Brief footnote re Julius Eastman

Thursday 22 December 2016

Back in 2009 I wrote a blog post titled The mystery of Julius Eastman’s Creation:

When a forgotten talent is rediscovered, it’s sobering to realise how little time it takes for the biographical details of an artist to become as elusive and conjectural as those of a Jacobean playwright.

The fate of the composer Julius Eastman, not yet twenty years dead, is an extreme but illustrative example. Mary Jane Leach has been on a quest for ten years to gather up whatever scattered fragments of his work have survived. Devoid of context, the stray odds and ends can be frustratingly hard to fit into place.

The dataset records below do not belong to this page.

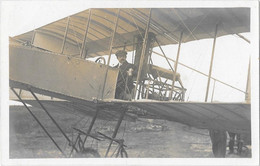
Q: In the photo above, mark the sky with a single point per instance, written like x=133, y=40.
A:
x=231, y=57
x=230, y=61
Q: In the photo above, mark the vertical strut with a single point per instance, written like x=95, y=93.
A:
x=211, y=63
x=91, y=125
x=143, y=52
x=116, y=128
x=248, y=87
x=86, y=34
x=50, y=116
x=110, y=52
x=65, y=36
x=38, y=122
x=175, y=65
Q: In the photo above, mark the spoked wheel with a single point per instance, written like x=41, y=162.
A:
x=101, y=60
x=123, y=153
x=87, y=153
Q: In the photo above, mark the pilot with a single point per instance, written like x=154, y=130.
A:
x=126, y=74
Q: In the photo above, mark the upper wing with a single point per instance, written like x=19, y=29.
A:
x=166, y=24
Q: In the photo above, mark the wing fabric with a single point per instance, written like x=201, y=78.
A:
x=166, y=23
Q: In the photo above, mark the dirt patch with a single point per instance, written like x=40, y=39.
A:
x=144, y=138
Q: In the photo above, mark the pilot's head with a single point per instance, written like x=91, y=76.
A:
x=121, y=56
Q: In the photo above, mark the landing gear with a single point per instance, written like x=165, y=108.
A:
x=87, y=153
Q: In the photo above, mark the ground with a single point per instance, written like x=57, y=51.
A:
x=144, y=138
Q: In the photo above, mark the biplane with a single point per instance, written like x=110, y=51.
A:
x=56, y=60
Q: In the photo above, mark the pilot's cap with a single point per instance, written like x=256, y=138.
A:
x=121, y=53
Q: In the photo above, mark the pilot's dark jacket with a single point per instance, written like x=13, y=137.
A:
x=124, y=79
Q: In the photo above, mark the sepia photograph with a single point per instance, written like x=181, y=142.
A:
x=130, y=83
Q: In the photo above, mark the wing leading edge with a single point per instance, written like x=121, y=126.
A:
x=166, y=23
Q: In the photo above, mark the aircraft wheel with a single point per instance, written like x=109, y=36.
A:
x=123, y=153
x=101, y=60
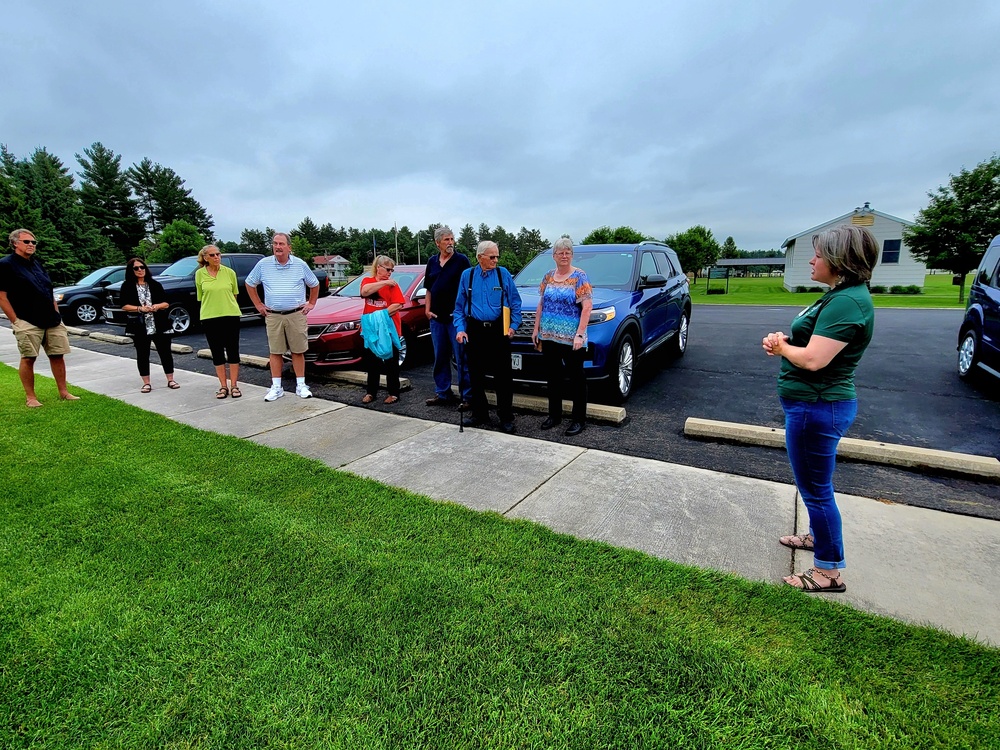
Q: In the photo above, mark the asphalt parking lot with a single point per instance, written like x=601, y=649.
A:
x=908, y=393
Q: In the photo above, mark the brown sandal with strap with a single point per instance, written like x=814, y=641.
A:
x=808, y=584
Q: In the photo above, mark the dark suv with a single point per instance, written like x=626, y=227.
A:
x=178, y=284
x=82, y=302
x=979, y=336
x=642, y=304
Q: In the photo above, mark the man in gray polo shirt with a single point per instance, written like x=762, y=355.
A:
x=285, y=308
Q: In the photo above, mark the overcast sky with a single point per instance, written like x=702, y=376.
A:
x=758, y=120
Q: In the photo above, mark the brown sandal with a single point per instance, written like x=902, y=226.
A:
x=808, y=584
x=798, y=541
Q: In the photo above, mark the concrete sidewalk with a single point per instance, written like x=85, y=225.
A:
x=913, y=564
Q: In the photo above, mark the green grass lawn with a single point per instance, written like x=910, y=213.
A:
x=166, y=587
x=768, y=290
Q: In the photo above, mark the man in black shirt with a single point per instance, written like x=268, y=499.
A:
x=27, y=301
x=441, y=283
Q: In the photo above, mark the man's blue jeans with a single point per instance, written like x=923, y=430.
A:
x=443, y=340
x=812, y=433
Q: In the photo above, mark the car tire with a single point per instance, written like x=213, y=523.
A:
x=622, y=370
x=968, y=354
x=678, y=344
x=180, y=319
x=84, y=312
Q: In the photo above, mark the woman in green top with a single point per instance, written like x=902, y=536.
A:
x=220, y=317
x=816, y=389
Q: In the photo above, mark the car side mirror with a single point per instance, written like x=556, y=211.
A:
x=653, y=281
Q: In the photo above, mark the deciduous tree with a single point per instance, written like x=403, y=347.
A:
x=955, y=227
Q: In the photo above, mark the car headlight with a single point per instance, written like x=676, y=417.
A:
x=601, y=316
x=349, y=325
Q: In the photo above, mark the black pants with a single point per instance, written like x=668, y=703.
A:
x=223, y=336
x=562, y=364
x=162, y=342
x=378, y=366
x=488, y=351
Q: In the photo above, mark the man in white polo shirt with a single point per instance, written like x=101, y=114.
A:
x=285, y=279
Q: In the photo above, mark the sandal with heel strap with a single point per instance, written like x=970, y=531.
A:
x=808, y=584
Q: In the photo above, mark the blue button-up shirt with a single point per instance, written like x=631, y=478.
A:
x=490, y=292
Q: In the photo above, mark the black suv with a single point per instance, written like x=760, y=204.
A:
x=979, y=336
x=82, y=302
x=178, y=283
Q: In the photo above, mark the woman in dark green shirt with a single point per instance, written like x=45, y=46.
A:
x=816, y=389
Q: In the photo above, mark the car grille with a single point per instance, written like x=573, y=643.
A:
x=527, y=325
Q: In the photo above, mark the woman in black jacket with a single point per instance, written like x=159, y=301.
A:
x=143, y=298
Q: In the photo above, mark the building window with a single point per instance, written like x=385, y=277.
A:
x=890, y=251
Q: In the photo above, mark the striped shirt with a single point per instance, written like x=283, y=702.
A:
x=284, y=285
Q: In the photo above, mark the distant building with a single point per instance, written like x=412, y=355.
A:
x=896, y=267
x=335, y=265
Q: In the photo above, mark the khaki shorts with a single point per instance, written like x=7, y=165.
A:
x=31, y=339
x=287, y=333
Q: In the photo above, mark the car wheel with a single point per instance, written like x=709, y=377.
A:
x=968, y=354
x=85, y=312
x=623, y=369
x=180, y=319
x=678, y=344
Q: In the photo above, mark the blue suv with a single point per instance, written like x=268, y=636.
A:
x=979, y=336
x=642, y=304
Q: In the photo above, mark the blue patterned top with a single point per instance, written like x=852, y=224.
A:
x=561, y=306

The post went on to discuss how I’d found online a 1973 recording of a piece attributed to Eastman, titled Creation. The piece was dated 1954; if this was correct, Eastman would have been 14 when he wrote it. I could find no other reference on the web to this piece’s existence, other than a 1974 radio guide mentioning the same recording. Leach’s site dedicated to Eastman didn’t list it amongst his known works. Was the piece I’d heard really by Eastman? Had it been mistitled? Was it really from 1954?

Leach’s site has been frequently updated since then and Creation is listed, with a description matching the recording and appropriately dated 1973. A mere seven years ago I would have to have sought out and gained access to every dusty archive in London, searching for evidence of an old Belgian radio broadcast, and even then I probably wouldn’t have been able to verify that this piece even existed.

(In that 2009 post, see the comment left by Daniel Wolf. The process of piecing together the fragments goes on.)